I finally remembered to post pictures of my wife's flock I got her for our anniversary this year...if you aren't already wearing sunglasses, you might want to put some on...lol
Duracoated by Brian at Al's in pace (did a great job for a fair price BTW)


----------



## notoo7 (Apr 12, 2012)

My eyes!


----------



## MULLET HUNTER (Oct 3, 2007)

Loud!!!:yes:


----------



## PompChaser315 (Feb 18, 2011)

Holy shiite!!


----------



## aaronious45 (Dec 15, 2011)

I figure she can't loose it in her 50gal. purse lol


----------



## maxfold (Apr 19, 2008)

Good job i would run from a woman with that Maxfold


----------



## bigbulls (Mar 12, 2008)

Holy cow that thing is bright. Looks cool though.

If she ever has to use it I bet it will give her an extra second or two while the would be robber tries to figure out what the heck she has in her hand.

You two aren't Mr. and Mrs Riddler are you?


----------



## FrankwT (Jul 25, 2010)

all I can say is .....


----------



## ucf_motorcycle (Jul 12, 2008)

If she ever pulled it out she would probably have to actually fire it before anyone believed it wasn't a toy.


----------



## Big Ave (Apr 2, 2012)

Cool pistol, definitely have no problem finding it.


----------



## Baitcaster (Oct 4, 2007)

Damn ! you wasn't kiddin .


----------



## cantonmentmike (Feb 2, 2012)

The bad guy might laugh at such a gun...until he looses his ability to laugh. 
Nice!


----------



## aaronious45 (Dec 15, 2011)

She's the only person able to jam a glock (limp wristed it).. she's good now..


----------



## John B. (Oct 2, 2007)

Wirelessly posted

Someone is gonna be awfully surprised when it doesn't shoot water out of it....


----------



## Five Prongs Of Fury (Apr 15, 2008)

John B. said:


> Wirelessly posted
> 
> Someone is gonna be awfully surprised when it doesn't shoot water out of it....

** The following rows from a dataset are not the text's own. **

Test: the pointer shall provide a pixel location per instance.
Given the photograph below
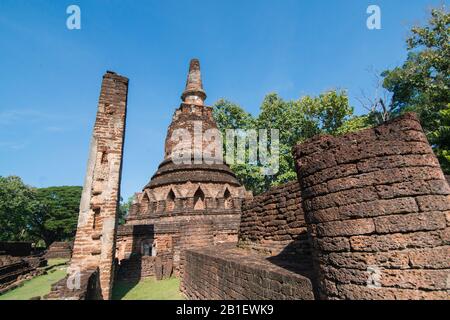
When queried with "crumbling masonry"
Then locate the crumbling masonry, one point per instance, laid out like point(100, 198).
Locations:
point(376, 209)
point(368, 218)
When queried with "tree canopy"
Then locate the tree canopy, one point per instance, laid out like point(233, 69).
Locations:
point(34, 214)
point(422, 83)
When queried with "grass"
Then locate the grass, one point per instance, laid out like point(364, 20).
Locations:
point(38, 286)
point(148, 289)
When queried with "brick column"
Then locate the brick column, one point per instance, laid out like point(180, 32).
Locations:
point(377, 207)
point(94, 245)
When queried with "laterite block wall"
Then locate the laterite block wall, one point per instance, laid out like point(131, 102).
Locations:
point(378, 209)
point(274, 224)
point(228, 273)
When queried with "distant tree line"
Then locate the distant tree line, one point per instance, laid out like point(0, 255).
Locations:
point(421, 85)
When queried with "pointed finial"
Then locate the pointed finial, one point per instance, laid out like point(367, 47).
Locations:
point(194, 94)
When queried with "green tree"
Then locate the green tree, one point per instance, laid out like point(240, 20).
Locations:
point(422, 83)
point(55, 218)
point(17, 202)
point(296, 121)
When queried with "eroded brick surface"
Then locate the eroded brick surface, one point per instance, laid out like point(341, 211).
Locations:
point(376, 205)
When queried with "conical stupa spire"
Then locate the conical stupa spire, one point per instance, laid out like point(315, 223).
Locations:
point(194, 93)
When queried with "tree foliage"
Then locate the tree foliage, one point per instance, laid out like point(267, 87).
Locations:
point(56, 217)
point(296, 121)
point(17, 202)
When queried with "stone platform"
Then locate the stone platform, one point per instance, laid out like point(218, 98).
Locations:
point(226, 272)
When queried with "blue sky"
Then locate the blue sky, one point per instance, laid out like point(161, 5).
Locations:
point(50, 76)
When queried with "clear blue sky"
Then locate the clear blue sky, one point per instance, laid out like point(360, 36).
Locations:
point(50, 76)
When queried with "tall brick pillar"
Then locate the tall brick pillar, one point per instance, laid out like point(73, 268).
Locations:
point(377, 207)
point(94, 245)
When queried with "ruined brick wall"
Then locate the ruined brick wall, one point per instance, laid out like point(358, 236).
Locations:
point(94, 245)
point(59, 250)
point(136, 268)
point(274, 223)
point(228, 273)
point(377, 205)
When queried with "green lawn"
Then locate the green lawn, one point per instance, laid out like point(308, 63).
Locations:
point(38, 286)
point(148, 289)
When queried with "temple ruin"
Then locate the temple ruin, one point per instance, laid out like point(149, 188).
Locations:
point(368, 217)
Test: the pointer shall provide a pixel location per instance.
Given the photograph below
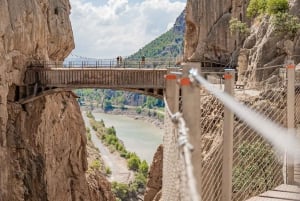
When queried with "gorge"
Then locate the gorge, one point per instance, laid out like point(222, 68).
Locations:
point(43, 150)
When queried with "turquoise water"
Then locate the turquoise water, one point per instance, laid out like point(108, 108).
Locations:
point(138, 136)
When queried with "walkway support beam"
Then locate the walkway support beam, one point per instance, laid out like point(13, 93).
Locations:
point(290, 118)
point(229, 77)
point(191, 114)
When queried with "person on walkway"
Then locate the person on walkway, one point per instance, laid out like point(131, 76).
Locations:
point(118, 61)
point(143, 61)
point(121, 60)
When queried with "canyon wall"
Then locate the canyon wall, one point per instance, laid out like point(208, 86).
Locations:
point(42, 143)
point(208, 37)
point(207, 34)
point(266, 47)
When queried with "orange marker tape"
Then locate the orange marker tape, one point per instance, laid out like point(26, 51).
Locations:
point(170, 77)
point(227, 76)
point(291, 66)
point(185, 81)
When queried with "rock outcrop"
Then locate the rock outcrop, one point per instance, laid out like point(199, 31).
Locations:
point(266, 47)
point(154, 183)
point(207, 29)
point(42, 143)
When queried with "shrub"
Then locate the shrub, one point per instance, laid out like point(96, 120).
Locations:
point(143, 168)
point(286, 23)
point(88, 134)
point(107, 171)
point(139, 182)
point(138, 110)
point(111, 131)
point(90, 115)
point(133, 162)
point(236, 26)
point(277, 6)
point(256, 7)
point(260, 178)
point(95, 165)
point(120, 190)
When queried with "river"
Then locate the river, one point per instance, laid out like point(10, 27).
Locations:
point(138, 136)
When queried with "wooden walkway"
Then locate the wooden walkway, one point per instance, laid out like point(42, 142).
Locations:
point(146, 81)
point(281, 193)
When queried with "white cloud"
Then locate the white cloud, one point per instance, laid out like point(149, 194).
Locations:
point(119, 27)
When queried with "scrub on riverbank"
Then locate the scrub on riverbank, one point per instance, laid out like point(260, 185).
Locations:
point(138, 136)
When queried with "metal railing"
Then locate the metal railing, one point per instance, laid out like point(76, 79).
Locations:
point(241, 144)
point(105, 63)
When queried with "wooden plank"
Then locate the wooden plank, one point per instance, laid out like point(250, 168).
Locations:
point(281, 195)
point(263, 199)
point(288, 188)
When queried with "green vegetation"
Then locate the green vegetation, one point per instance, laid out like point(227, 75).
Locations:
point(258, 174)
point(256, 7)
point(277, 9)
point(133, 162)
point(88, 134)
point(107, 171)
point(286, 23)
point(277, 6)
point(96, 165)
point(169, 44)
point(109, 137)
point(236, 26)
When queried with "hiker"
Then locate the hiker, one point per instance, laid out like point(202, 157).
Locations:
point(143, 61)
point(118, 60)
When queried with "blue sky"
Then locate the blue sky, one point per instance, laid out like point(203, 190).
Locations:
point(108, 28)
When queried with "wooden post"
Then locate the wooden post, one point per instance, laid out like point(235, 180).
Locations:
point(228, 139)
point(290, 118)
point(172, 92)
point(191, 114)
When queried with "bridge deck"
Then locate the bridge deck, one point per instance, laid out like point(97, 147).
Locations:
point(281, 193)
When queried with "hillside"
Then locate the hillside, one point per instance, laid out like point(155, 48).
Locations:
point(169, 44)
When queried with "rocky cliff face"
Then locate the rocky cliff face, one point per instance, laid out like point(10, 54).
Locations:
point(42, 146)
point(265, 47)
point(207, 29)
point(208, 37)
point(154, 183)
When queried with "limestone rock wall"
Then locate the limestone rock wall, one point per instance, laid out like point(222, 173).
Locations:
point(42, 144)
point(154, 183)
point(207, 29)
point(265, 47)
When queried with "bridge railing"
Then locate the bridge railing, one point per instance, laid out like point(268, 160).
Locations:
point(105, 63)
point(238, 137)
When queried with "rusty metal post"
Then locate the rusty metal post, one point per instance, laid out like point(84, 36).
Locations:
point(192, 116)
point(228, 139)
point(290, 118)
point(172, 92)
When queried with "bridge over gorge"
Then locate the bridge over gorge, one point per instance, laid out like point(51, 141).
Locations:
point(236, 160)
point(145, 77)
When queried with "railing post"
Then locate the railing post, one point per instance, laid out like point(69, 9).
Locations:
point(290, 118)
point(192, 116)
point(228, 139)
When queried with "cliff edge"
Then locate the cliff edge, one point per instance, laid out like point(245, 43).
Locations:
point(42, 143)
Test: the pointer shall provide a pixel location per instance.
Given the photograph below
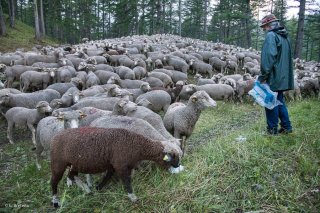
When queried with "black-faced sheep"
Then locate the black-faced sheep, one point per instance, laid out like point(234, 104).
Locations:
point(37, 79)
point(21, 116)
point(159, 99)
point(181, 119)
point(96, 150)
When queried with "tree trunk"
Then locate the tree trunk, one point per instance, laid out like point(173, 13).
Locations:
point(42, 27)
point(300, 30)
point(11, 12)
point(180, 20)
point(205, 17)
point(36, 20)
point(3, 29)
point(247, 24)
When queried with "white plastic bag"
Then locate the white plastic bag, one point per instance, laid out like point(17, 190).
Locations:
point(264, 96)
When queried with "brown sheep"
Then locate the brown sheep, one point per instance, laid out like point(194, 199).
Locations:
point(115, 151)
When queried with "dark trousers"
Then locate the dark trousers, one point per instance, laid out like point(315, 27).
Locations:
point(279, 112)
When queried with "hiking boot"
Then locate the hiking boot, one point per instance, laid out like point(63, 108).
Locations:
point(272, 132)
point(285, 131)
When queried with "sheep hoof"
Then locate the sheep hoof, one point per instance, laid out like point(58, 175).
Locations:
point(55, 205)
point(133, 197)
point(69, 182)
point(55, 201)
point(38, 166)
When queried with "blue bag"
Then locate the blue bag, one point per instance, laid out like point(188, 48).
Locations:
point(264, 96)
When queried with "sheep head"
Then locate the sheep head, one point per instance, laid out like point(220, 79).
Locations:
point(2, 67)
point(202, 100)
point(172, 154)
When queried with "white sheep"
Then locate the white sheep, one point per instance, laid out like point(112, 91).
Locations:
point(21, 116)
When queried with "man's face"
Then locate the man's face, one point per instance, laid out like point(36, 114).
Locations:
point(266, 27)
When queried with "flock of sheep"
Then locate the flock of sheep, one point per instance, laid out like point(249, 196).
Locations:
point(114, 89)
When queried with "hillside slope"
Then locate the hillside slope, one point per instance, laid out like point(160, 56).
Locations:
point(21, 36)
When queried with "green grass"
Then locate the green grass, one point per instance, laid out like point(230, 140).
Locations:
point(263, 173)
point(21, 36)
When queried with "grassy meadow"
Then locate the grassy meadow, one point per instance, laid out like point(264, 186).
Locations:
point(223, 173)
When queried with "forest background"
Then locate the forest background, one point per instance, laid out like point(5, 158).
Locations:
point(233, 22)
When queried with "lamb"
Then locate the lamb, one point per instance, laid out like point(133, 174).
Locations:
point(105, 75)
point(91, 80)
point(202, 81)
point(139, 72)
point(218, 64)
point(166, 79)
point(31, 59)
point(94, 90)
point(111, 148)
point(173, 92)
point(140, 61)
point(186, 92)
point(127, 108)
point(201, 68)
point(127, 83)
point(70, 97)
point(92, 114)
point(1, 85)
point(160, 100)
point(34, 78)
point(181, 119)
point(145, 87)
point(126, 61)
point(63, 87)
point(218, 91)
point(175, 75)
point(178, 64)
point(50, 126)
point(28, 100)
point(13, 73)
point(21, 116)
point(231, 66)
point(65, 74)
point(153, 81)
point(124, 72)
point(133, 124)
point(97, 102)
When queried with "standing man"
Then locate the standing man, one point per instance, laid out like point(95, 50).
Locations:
point(276, 71)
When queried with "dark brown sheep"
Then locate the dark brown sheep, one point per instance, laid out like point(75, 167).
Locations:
point(96, 150)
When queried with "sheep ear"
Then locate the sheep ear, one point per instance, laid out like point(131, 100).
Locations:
point(194, 99)
point(167, 158)
point(121, 104)
point(82, 115)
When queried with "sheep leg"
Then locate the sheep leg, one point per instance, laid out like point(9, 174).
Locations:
point(9, 132)
point(184, 144)
point(125, 175)
point(56, 177)
point(33, 131)
point(105, 179)
point(70, 176)
point(89, 180)
point(39, 150)
point(82, 185)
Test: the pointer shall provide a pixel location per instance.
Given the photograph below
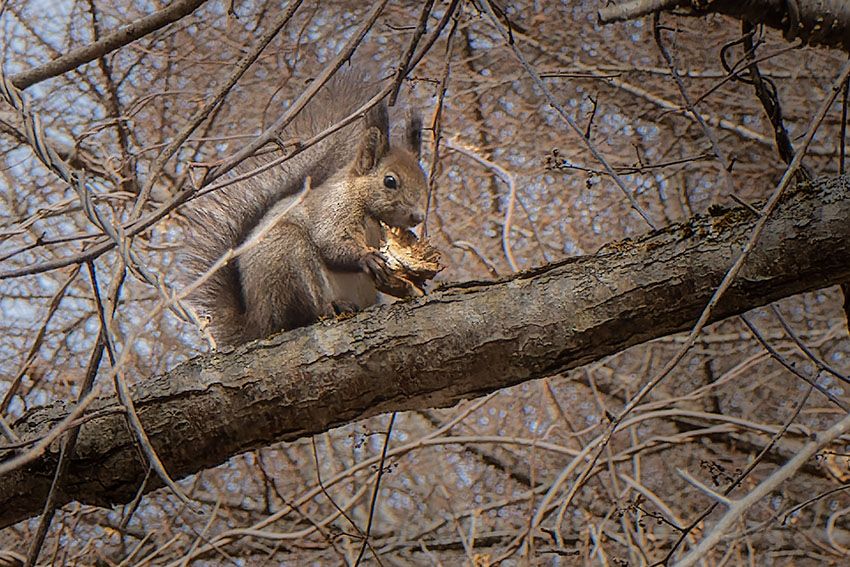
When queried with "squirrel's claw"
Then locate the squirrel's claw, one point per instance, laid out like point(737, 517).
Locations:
point(374, 264)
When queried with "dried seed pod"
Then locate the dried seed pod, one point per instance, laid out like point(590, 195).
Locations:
point(411, 261)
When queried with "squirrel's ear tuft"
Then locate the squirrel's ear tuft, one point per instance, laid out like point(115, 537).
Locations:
point(413, 134)
point(373, 146)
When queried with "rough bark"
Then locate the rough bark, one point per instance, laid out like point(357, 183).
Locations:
point(460, 342)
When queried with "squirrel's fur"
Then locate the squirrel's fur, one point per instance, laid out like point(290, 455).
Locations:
point(317, 256)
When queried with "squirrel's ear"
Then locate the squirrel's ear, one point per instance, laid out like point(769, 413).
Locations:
point(373, 146)
point(413, 134)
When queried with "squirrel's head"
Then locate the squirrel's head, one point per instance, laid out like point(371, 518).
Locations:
point(397, 187)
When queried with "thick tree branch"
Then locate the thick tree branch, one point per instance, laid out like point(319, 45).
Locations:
point(457, 343)
point(815, 22)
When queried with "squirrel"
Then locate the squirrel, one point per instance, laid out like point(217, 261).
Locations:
point(316, 256)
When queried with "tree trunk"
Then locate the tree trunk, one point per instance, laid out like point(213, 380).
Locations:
point(459, 342)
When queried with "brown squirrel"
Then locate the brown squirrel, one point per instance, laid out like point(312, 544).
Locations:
point(314, 257)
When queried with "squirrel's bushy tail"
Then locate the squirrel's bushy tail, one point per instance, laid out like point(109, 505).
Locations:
point(220, 221)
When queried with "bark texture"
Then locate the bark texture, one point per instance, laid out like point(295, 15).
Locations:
point(460, 342)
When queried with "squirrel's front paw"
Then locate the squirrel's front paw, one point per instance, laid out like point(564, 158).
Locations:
point(374, 264)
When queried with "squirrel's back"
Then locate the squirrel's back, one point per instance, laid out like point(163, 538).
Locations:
point(222, 220)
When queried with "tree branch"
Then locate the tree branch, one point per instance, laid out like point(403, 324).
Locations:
point(459, 342)
point(815, 22)
point(115, 40)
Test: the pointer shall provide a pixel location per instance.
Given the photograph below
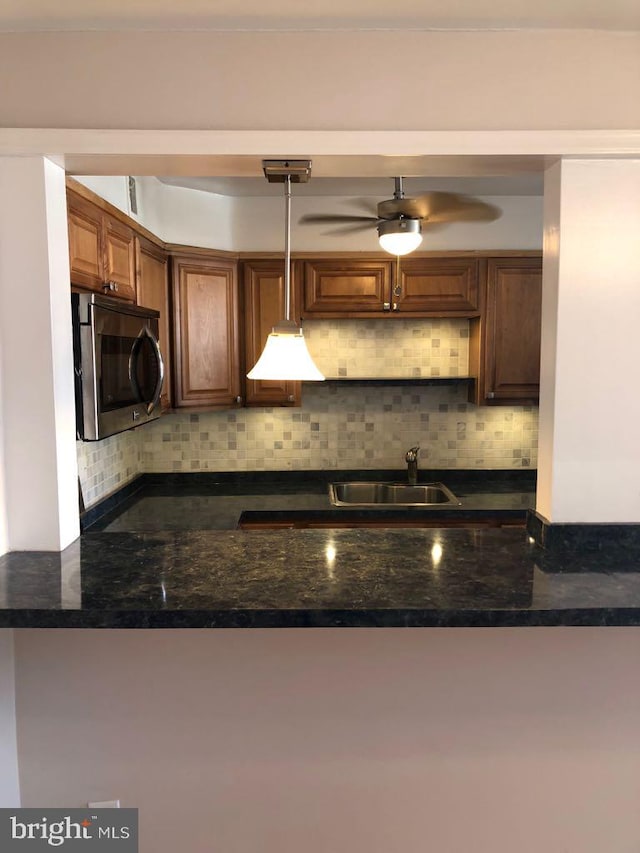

Thats exactly what I was thinking!!!:yes:


----------



## bfisher1970 (Mar 15, 2012)

My wife just said.....
"Guns are black and grey and wood grain.....don't mess with it....it ain't broke"

LOL


----------



## shootnstarz (May 4, 2011)

So.......................when are you going to get her a matching AR?

Rick


----------



## aaronious45 (Dec 15, 2011)

shootnstarz said:


> So.......................when are you going to get her a matching AR?
> 
> Rick


One is enough for her...me on the other hand....


----------



## ATWORK (May 18, 2012)

*Limp Wristed*



aaronious45 said:


> She's the only person able to jam a glock (limp wristed it).. she's good now..


 
I know this is gonna get me picked on but what the hell is limp wristed and how does it tie into a glock or any gun jamming? I have heard this phrase many times. Thanks and enjoy


----------



## aaronious45 (Dec 15, 2011)

Limp wristing is not having a stiff wrist/forearm. When you shoot, the gun moves with the cycling of the spent casing not allowing it to eject.

Driftfisher is bad about having limp wrists lol


----------



## Fig Newton (Oct 4, 2010)

How much did that cost?


----------



## aaronious45 (Dec 15, 2011)

180 I think


----------